Predictors of cognitive behavioural therapy success in managing supragastric belching
In the management of supragastric belching (SGB) with cognitive behavioural therapy (CBT), factors such as number of SGB and hypervigilance score at baseline as well as proficiency during treatment help predict CBT outcomes, according to a study.
Researchers examined the medical records of 39 SGB patients who had completed the CBT protocol to determine factors associated with successful treatment and to assess symptoms 6–12 months after CBT completion. They used a visual analogue scale (VAS) score to measure changes in symptoms from pre- to post-treatment.
In the cohort, the median number of SGBs was 103 episodes. The median total number of reflux episodes was 49, of which 37 were acid reflux episodes. Total oesophageal acid exposure time was a median of 3.8 percent, with 17 patients (44 percent) having pathological acid exposure (>6 percent).

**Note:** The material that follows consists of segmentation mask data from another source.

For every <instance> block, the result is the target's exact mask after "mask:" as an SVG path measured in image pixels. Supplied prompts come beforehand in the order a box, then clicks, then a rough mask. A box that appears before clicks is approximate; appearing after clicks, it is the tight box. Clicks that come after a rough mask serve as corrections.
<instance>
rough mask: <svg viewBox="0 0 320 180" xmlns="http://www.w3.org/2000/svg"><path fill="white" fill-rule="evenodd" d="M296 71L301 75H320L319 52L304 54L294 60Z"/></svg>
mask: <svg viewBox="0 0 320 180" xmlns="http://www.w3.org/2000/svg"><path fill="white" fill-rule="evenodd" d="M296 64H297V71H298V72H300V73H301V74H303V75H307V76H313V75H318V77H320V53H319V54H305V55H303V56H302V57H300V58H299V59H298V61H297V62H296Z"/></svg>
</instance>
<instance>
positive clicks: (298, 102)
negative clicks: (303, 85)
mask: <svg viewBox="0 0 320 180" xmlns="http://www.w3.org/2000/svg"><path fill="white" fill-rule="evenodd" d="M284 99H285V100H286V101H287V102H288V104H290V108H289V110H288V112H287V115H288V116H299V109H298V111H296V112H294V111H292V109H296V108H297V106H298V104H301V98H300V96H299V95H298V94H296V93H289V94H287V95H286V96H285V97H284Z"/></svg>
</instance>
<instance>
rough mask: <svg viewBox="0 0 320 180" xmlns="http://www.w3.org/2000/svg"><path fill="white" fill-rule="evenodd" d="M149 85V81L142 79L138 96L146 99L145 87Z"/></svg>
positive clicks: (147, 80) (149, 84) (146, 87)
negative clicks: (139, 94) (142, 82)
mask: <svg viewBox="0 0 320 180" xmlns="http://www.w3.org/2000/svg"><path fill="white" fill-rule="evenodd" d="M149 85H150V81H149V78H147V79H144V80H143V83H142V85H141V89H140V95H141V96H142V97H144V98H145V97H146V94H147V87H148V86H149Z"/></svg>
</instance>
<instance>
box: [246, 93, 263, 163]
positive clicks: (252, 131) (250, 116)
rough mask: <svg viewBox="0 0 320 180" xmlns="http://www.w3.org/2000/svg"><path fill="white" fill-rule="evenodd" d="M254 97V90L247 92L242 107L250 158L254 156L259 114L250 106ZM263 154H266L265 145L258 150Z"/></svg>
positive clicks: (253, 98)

Significant predictors of CBT success included a lower number of SGBs (p<0.01) and lower hypervigilance score (p<0.04) prior to treatment initiation, and higher CBT proficiency score (acceptance of the explanation that SGB is a behavioural phenomenon, detection of a warning signal before belching, and adherence to the exercises treatment; p=0.001). Multiple regression analysis found that all three factors were independently associated with treatment outcome (p<0.01, p=0.01 and p<0.01, respectively).
Mean VAS score of 267 before CBT dropped to 151 soon after treatment initiation (p<0.001), with the effect persisting at 6–12 months follow-up (153).
The present data may aid in the detection of patients with SGB who are less likely to respond to CBT at diagnosis, the researchers said. In light of this, treatment outcome may be improved by modifying the CBT intensity and duration.